I work a commission based job and am on pace to make just over 6 figures for the first time this year. My concern is my bank account doesn't show that currently (I do have the paystubs to back it up). I don't have the money in my account for a down payment currently but have a plan to within the next few months. I have a 401k and other assets that could equal a down payment just not my checking account. I only have credit card debt with a minimum monthly payment of under $300.
Im wondering if it would be better for me to wait until I have the money in my bank account for a down payment, or at least another paycheck in the account (paid monthly) before I start shopping around for pre-approval letters. (Plan is an FHA loan)
If anyone can help me out with this it would be greatly appreciated! Also would appreciate any advice in general for someone starting out in real estate investing this way, or an insights on the SA/Boerne market.
Thanks ya'll look forward to hearing from you!

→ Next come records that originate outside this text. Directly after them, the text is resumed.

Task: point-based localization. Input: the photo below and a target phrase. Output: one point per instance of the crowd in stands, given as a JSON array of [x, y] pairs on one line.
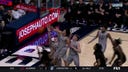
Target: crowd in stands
[[112, 13]]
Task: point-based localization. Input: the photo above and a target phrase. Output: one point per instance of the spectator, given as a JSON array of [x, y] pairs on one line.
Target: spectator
[[7, 17]]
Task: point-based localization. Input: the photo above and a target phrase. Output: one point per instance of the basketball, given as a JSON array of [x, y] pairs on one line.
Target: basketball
[[41, 30]]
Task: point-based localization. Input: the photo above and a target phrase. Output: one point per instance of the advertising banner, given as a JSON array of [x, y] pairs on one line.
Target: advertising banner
[[26, 7], [6, 2], [33, 27]]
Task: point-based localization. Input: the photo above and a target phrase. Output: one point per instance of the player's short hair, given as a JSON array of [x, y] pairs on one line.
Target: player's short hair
[[118, 41]]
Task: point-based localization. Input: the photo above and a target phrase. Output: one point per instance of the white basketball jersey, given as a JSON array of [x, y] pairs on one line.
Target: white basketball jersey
[[103, 40]]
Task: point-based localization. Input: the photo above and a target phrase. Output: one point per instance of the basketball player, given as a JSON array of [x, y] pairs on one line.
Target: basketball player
[[99, 56], [74, 51], [60, 46], [102, 36], [121, 58], [65, 41]]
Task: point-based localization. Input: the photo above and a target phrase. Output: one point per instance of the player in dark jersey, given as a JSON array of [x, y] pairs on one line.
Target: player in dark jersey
[[99, 55], [121, 58]]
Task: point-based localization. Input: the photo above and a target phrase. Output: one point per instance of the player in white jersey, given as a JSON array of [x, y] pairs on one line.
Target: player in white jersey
[[102, 36]]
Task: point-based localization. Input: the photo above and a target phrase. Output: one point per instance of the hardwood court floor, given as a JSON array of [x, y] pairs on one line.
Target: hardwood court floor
[[87, 58]]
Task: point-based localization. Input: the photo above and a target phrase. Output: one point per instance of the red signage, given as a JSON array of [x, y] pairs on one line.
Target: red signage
[[32, 28], [26, 7], [6, 2]]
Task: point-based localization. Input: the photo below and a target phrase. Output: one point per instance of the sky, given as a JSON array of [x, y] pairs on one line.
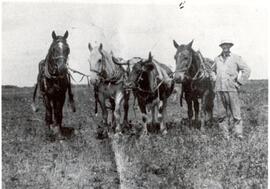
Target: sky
[[130, 30]]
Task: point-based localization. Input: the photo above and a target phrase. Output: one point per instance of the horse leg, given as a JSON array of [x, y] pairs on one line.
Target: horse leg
[[163, 112], [48, 113], [33, 105], [117, 113], [190, 110], [209, 108], [71, 96], [196, 106], [58, 112], [112, 101], [126, 106], [144, 115], [103, 109]]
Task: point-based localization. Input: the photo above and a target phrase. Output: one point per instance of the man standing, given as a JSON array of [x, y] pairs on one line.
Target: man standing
[[231, 73]]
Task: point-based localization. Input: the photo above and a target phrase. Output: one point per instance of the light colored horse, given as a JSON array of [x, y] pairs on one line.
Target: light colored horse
[[108, 80]]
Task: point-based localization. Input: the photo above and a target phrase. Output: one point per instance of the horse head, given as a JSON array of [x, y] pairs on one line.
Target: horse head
[[142, 74], [58, 55], [101, 63], [184, 61]]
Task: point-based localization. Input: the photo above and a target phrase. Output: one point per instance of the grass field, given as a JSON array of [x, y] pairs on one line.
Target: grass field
[[184, 158]]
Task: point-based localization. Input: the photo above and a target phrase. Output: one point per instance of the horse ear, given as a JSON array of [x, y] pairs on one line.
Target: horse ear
[[66, 35], [90, 47], [53, 35], [148, 67], [150, 57], [190, 44], [175, 44], [111, 53], [115, 60], [100, 47]]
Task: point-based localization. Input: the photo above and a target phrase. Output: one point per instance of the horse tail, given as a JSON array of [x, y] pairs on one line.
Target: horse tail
[[181, 97], [34, 108], [96, 99]]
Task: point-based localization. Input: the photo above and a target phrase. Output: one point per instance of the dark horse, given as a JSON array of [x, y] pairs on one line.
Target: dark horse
[[193, 71], [54, 81], [108, 80], [152, 86]]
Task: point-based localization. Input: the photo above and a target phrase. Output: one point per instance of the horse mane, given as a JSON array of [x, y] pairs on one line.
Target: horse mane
[[113, 71]]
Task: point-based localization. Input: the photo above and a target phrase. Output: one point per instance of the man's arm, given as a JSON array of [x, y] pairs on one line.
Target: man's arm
[[245, 71]]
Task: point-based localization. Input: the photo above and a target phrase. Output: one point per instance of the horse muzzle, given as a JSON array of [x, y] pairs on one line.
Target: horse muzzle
[[180, 77]]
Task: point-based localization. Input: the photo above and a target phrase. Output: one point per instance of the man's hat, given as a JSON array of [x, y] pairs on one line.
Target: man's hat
[[226, 42]]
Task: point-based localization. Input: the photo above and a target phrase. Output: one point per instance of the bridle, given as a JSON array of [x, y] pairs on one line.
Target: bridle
[[197, 76], [48, 59], [102, 74]]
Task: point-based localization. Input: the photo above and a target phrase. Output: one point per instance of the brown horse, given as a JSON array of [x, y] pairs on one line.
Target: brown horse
[[108, 80], [152, 85], [53, 81], [193, 72]]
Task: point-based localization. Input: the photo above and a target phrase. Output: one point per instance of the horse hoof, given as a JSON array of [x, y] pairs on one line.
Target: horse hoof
[[164, 132], [34, 108], [55, 130]]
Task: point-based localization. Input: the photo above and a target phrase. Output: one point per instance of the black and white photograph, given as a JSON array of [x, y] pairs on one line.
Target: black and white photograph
[[134, 94]]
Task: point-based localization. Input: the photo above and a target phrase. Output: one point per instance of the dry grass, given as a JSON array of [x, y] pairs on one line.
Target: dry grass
[[184, 158]]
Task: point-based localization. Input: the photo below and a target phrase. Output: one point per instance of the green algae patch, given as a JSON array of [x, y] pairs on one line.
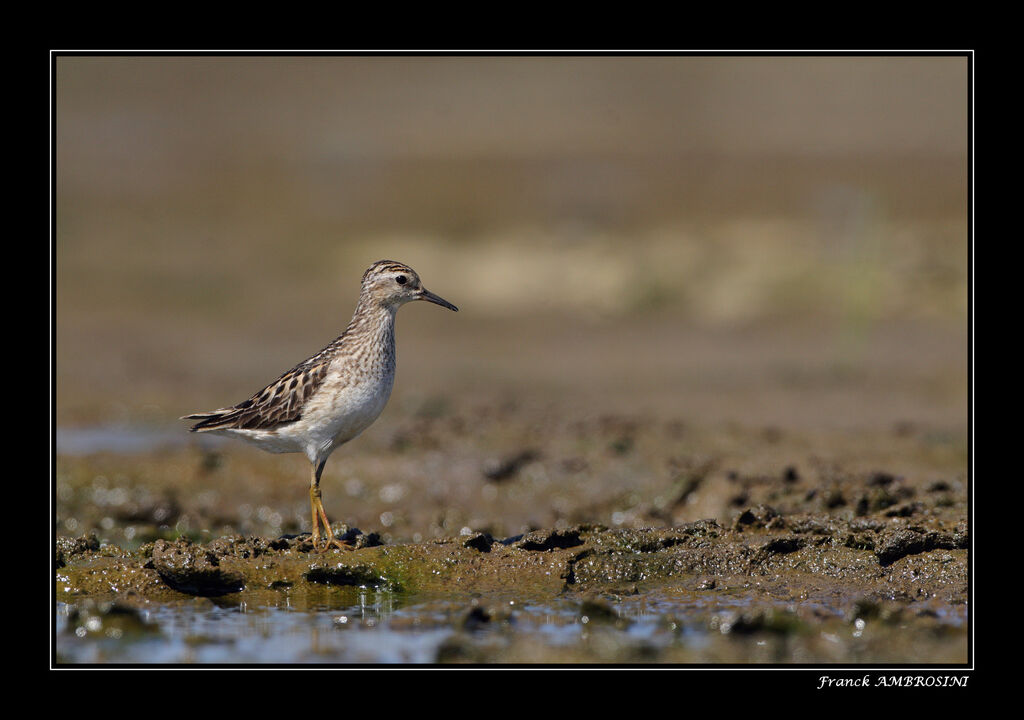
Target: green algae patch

@Tanner King I lived in one unit of a duplex and rented the other as my first property in Dallas 20+ years ago long before it was called house hacking. Best real estate investment of my life for a lot of reasons including just understanding the basics of finance and being a landlord etc. So, great idea.
As a lender, I would give you a pre-approval letter as long as you had the assets (and meant all other requirements) even if the assets were in a 401k. You might have no intention of actually using those funds as such, but you could. During our conversation I would understand that the plan would be to have enough cash from payroll saved by the time you closed to use for down payment, and that is completely fine.
But, something to add that you have to understand is that a 3-4 unit has to be meet the FHA self sufficiency test. This requires that 75% of the rent the building brings in covers the entire payment including taxes, insurance and FHA monthly mortgage insurance. With the run up of multi family prices, relatively high rates and the 3.5% low down payment this is virtually impossible (outside of some markets in the upper midwest) to make happen.
Take note that this self sufficiency test does NOT apply to 2 unit buildings, only 3 or 4 units. AND you can know put as little as 5% down on a conventional loan, which is a better loan anyway if you can manage the extra 1.5% down, does NOT have this test for 2,3 or 4 unit buildings.